With the very last of my bean-conferred kingship, I decree that everyone who needs some luck shall have it. Good meetings, good auditions/interviews and unexpected opera tickets (or whatever your equivalent fave happens to be). May it be so.
posted by Pallas Athena at 7:47 PM on February 28, 2020 [8 favorites]


(Thursday was the 27th
I don't know what day it is
this is not a haiku)
posted by Pallas Athena at 8:10 PM on February 28, 2020 [1 favorite]


I was 2222 weeks old this Valentine's Day. Of my 3 brothers the middle one turns 10/40 tomorrow.
posted by mce at 8:25 PM on February 28, 2020 [2 favorites]


Mmm I forgot the nearly interesting part relating to Feb 15th - today would have been the 15th of Feb 202 on the Julian Calendar. So nearly synchronous.
posted by mce at 8:34 PM on February 28, 2020 [1 favorite]


If they had been slightly more punctual in their gestating, I could now be married to someone with a number of birthdays suitable to a high school sophomore and father to someone with a birthday count much like a primary school student

Just realized that of course they would register as a year younger than I initially thought, as 2000 was not a leap year. Even more ew.

today would have been the 15th of Feb 202 on the Julian Calendar.

No, it was only like two weeks’ difference, not eighteen centuries.
posted by ricochet biscuit at 8:47 PM on February 28, 2020


Metafilter: constant rain, leaky shoes and a downhill skid
posted by Greg_Ace at 9:32 PM on February 28, 2020 [1 favorite]


Not a leap year thing but a numbers thing I never figured out anything cool to do with:
My birthday is April 24, 1974, which, having been a Wednesday, means I was born on the fourth day of the fourth week of the fourth month of a year ending in 4. Four fours. Numerologists might be able to make more noise out of that, but to me, it’s... Well, there’s definitely a lot of fours in there.
posted by Mister Moofoo at 10:26 PM on February 28, 2020 [1 favorite]


Gorbachev was arrested on 8/19/1991. That is the day I got married. My marriage finished off the USSR. You are welcome.
posted by COD at 5:28 AM on February 29, 2020


Happy 228th/55th birthday to my favorite leaper, Gioachino Rossini, who composed such beauty and silliness, and inspired gleeful mayhem for generations.
posted by Orange Dinosaur Slide at 7:39 AM on February 29, 2020 [4 favorites]

Just realized that of course they would register as a year younger than I initially thought, as 2000 was not a leap year.
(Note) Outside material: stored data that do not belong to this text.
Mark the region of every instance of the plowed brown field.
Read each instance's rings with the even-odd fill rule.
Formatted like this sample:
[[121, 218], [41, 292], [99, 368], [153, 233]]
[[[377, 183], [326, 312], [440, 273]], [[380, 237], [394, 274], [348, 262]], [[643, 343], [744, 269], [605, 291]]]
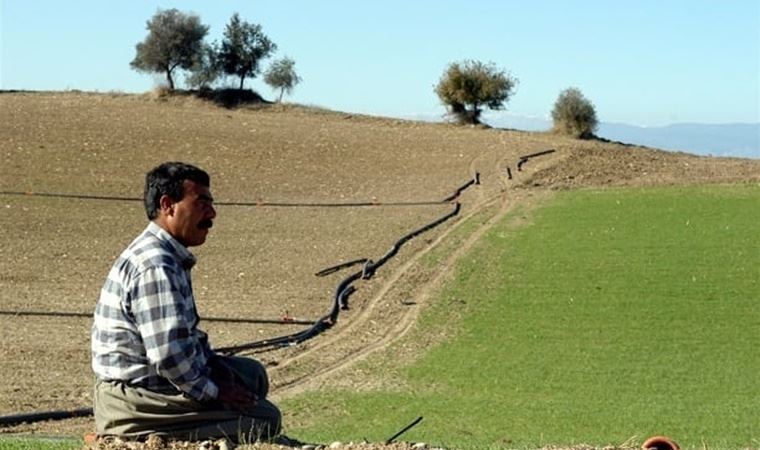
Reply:
[[[521, 155], [546, 149], [556, 152], [517, 171]], [[480, 173], [481, 184], [458, 199], [457, 217], [355, 283], [351, 309], [333, 328], [256, 355], [269, 367], [275, 399], [307, 381], [329, 383], [327, 374], [404, 333], [424, 307], [424, 289], [440, 279], [416, 261], [476, 212], [488, 213], [484, 228], [531, 192], [760, 182], [760, 161], [547, 133], [295, 106], [230, 110], [192, 98], [0, 93], [0, 415], [90, 406], [90, 314], [114, 258], [146, 224], [137, 201], [18, 193], [140, 197], [145, 172], [167, 160], [206, 169], [217, 201], [252, 204], [218, 206], [207, 243], [194, 249], [201, 316], [218, 319], [325, 314], [339, 281], [356, 268], [315, 272], [381, 257], [402, 235], [453, 208], [403, 203], [440, 201]], [[351, 202], [375, 205], [324, 206]], [[202, 327], [216, 347], [303, 328], [211, 320]], [[91, 427], [75, 419], [0, 432], [81, 435]]]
Even more ew.

today would have been the 15th of Feb 202 on the Julian Calendar.

No, it was only like two weeks’ difference, not eighteen centuries.
2000 was a leap year: 2100, 2200 & 2300 will not be. And, yes, I did miss a digit there in 202-0. Looking back I can see that taking 2 posts to complete a single thought and still getting a typo was a good indication that I was up later than I should have been :)
posted by mce at 8:10 AM on February 29, 2020


I don't know why they're called that; I've never leapt during one.

You still have time -- get out there and do some Leaping, everybody!
posted by Rash at 9:42 AM on February 29, 2020


The very idea leaves me feeling jumpy.
posted by Greg_Ace at 11:10 AM on February 29, 2020


I have added
a day
to your year
your tenth

in which
you were probably
saving
for a doll

Forgive me
they meant calendars
so rare
I got rich
posted by bendy at 6:51 PM on February 29, 2020


In the span of two hours at the local coffee hangout today, I saw a bride and groom in full wedding finery AND witnessed another couple get engaged! I normally don’t shed tears if there is coffee nearby but today was an exception.
Also, Leap Day seems like a good day to get brave enough here to come out of lurk-land and say hi.
posted by 27Daisies at 8:45 PM on February 29, 2020 [1 favorite]


Yeah but now that sets up a precedent for only commenting once every four years or so... ;) Nevertheless, hello!